Arthur Schopenhauer, in his The Art of Literature, criticised Emilia Galotti as a play with a "positively revolting" end.

=== Later reception and recent productions ===
The Britannica describes the play as follows: "Written in intense and incisive prose, this brilliantly constructed play deals with a conflict of conscience at the court of an Italian prince."

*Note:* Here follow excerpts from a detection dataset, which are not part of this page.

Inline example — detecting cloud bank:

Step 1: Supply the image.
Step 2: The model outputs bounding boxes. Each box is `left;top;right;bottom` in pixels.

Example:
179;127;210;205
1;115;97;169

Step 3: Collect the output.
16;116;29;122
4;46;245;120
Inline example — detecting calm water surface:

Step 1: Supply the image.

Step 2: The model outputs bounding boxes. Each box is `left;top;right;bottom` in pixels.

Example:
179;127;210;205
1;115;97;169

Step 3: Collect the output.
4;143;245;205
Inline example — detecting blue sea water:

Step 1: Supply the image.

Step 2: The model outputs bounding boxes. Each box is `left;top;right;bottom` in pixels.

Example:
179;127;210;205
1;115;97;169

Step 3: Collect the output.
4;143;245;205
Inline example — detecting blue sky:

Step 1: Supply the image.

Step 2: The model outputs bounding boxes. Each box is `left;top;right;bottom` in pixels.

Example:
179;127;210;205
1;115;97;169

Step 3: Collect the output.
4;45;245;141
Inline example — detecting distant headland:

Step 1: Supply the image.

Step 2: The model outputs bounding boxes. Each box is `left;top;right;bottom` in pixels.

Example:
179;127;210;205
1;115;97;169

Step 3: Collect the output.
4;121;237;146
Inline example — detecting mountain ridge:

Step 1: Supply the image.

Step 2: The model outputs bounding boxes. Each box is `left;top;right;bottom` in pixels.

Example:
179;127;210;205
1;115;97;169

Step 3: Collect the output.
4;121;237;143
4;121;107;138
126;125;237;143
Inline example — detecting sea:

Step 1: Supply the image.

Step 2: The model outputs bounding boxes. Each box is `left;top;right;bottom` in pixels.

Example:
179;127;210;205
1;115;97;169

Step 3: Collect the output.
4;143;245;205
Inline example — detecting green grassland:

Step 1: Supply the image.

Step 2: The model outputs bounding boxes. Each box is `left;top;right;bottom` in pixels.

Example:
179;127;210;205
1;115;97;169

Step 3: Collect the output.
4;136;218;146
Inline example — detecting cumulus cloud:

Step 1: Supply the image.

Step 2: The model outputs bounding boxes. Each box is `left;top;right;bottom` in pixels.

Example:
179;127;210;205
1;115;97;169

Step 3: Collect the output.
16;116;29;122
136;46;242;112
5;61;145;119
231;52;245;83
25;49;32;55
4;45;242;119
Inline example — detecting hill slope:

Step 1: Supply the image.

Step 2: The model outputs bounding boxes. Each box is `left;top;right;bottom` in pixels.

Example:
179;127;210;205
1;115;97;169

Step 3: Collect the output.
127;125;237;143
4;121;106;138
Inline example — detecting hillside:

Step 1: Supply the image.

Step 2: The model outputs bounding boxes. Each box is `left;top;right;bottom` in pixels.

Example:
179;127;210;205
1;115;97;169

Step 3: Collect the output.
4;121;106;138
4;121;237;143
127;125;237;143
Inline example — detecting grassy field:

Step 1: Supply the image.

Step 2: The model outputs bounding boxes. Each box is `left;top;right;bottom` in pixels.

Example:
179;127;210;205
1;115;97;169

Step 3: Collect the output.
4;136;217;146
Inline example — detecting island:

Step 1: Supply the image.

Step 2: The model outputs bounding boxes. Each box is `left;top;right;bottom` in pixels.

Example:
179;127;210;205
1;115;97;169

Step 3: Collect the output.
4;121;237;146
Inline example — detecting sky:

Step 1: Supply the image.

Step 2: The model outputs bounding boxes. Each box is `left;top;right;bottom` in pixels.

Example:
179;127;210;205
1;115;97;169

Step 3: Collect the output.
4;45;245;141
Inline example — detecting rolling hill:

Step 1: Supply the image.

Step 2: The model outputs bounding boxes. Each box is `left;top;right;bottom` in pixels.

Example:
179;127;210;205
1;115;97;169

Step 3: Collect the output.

In a review of a 2016 production, Michael Billington, writing for The Guardian, found: "Lessing’s play is normally classified as an early example of middle-class tragedy. In a way the label is misleading, since much of the focus is on the lust of an Italian prince who has fallen in love with a bourgeois beauty, and on the machinations of his chamberlain who stages a bungled abduction. While the play is clearly an attack on unfettered princely power, it also presents an intriguingly ambivalent heroine."

==In literature==
Johann Wolfgang von Goethe refers to Emilia Galotti in his novel The Sorrows of Young Werther, which was published in 1774: "They had laid Werther on the bed ... his death was momently expected. ... Emilia Galotti lay open upon his bureau."

Friedrich Nietzsche refers to dialogue from Emilia Galotti in his book Beyond Good and Evil, published in 1886: "What if in the realm of genius, the 'Raphael without hands' (taking that phrase in the broadest sense) is not the exception but, perhaps, the rule?"